“Let’s get on with it, then,” the Graf said.
The doctor signaled the soldier to open the gate, and then got onto the running board of the Horch.
Peter drove through the gate, which belonged to the middle of the three villas. The doctor signaled him to drive to the right, toward the villa where Claus had his room. The Major stepped off the running board when Peter stopped the car.
“If you will come with me, gentlemen,” he said, then turned to the Graf. “I regret the inconvenience, Herr Generalleutnant.”
The Graf didn’t reply, but the moment they were inside the foyer of the villa, he looked at the Major. “Is Graf von Stauffenberg still in the room at the left corner of the second floor?” he asked, gesturing toward the wide staircase.
“Yes, Herr Generalleutnant, he is. Has the Herr Generalleutnant been here before?”
“You go up, Peter, while I deal with the Munich Area Medical Commandant. I’ll see you in a moment.”
The Major was visibly uncomfortable with that announcement, but in the German Army, as in any other, majors do not challenge general officers.
Peter went up the stairs and started down the wide corridor to the left. A doctor in a white smock and a nurse were in the corridor, about to enter one of the rooms. The doctor looked at him curiously but said nothing.
Peter continued down the corridor to the door that was almost certainly the one he wanted and knocked. When there was no answer, he knocked again, and harder. The door was obviously thick, and would mute the rap of his knuckles.
When again there was no answer, he tried the handle, then pushed the door open.
When Oberstleutnant Graf Claus von Stauffenberg heard the first faint knock, he was sitting in an upholstered chair, facing the door opening to his balcony. He ignored the knock. He was occupied, and preferred not to be disturbed. He was buttoning his shirt. This simple task was now possible, but very time-consuming.
His equipment for accomplishing that task was a three-pronged claw—the thumb and the first and second fingers of his left hand.
The stump where his right hand had been was for all practical purposes useless. Moreover, it was taking an unusually long time to heal. The suppuration had only started to diminish in the last few days, but the bandage still had to be changed at least twice a day, Thus, even trying to use it was painful.
It was difficult to force the button through the buttonhole with the claw, but he was getting much better at it, probably because he had been able to bring the three remaining fingers back to some measure of flexibility by faithfully exercising them.
The surgeons had done a splendid job with his now-empty left eye socket. One of the doc
tors believed an artificial eye might be fitted after another operation or two. But the eye—or, properly, the lost eye—didn’t bother him at all except when he washed his face and the empty socket stared at him from the mirror. There was no pain, and he didn’t have as much trouble with lost depth perception as he had feared. The ugliness could of course be concealed beneath his eye patch, which was in any case necessary to keep the still-raw socket from becoming infected.

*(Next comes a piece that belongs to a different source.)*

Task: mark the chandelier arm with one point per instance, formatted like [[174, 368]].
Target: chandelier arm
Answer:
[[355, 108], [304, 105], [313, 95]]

There was a second, louder knock, and a moment later Claus von Stauffenberg heard the door quietly creak open. He did not turn to see who it was, primarily because he didn’t care.
Nina, his wife, the Grafin von Stauffenberg, would not be able to visit until the following Friday. A personal appeal to the Munich Area Medical Commandant—he was a friend of a friend—had gotten her a waiver to the No Visitors Rule, but for only four hours every other Friday.
The silver lining to the black cloud of No Visitors was that he was no longer subjected to almost daily visits from adolescent girls of the Bund Deutscher Mädel, the League of German Girls, who felt it was their patriotic duty to come to Recuperation Hospital No. 15 to stare with pity at the mutilated heroes of the Third Reich.
That meant that whoever was entering the room was staff, which term included everyone from the surgeon-in-charge to a cleaning woman.
“Don’t tell me,” a somehow familiar voice said, “he said ‘shut up’ and you thought he said ‘stand up.’”
He turned in curiosity.
“How are you, Claus?” Peter asked.
Von Stauffenberg held up his claw and stump and pointed at his eye patch. “How do I look, Hansel?”
“Goddamn you, don’t call me that!”
“If you promise to try not to blaspheme, I’ll try not to call you Hansel, Hansel.”
Von Stauffenberg lifted himself out of his chair. After a moment’s hesitation, they embraced. It seemed to embarrass them both. After a moment they stepped apart. “How did you get in?” von Stauffenberg asked.
“My father’s downstairs,” Peter said.
“You’re supposed to be in Argentina,” von Stauffenberg said.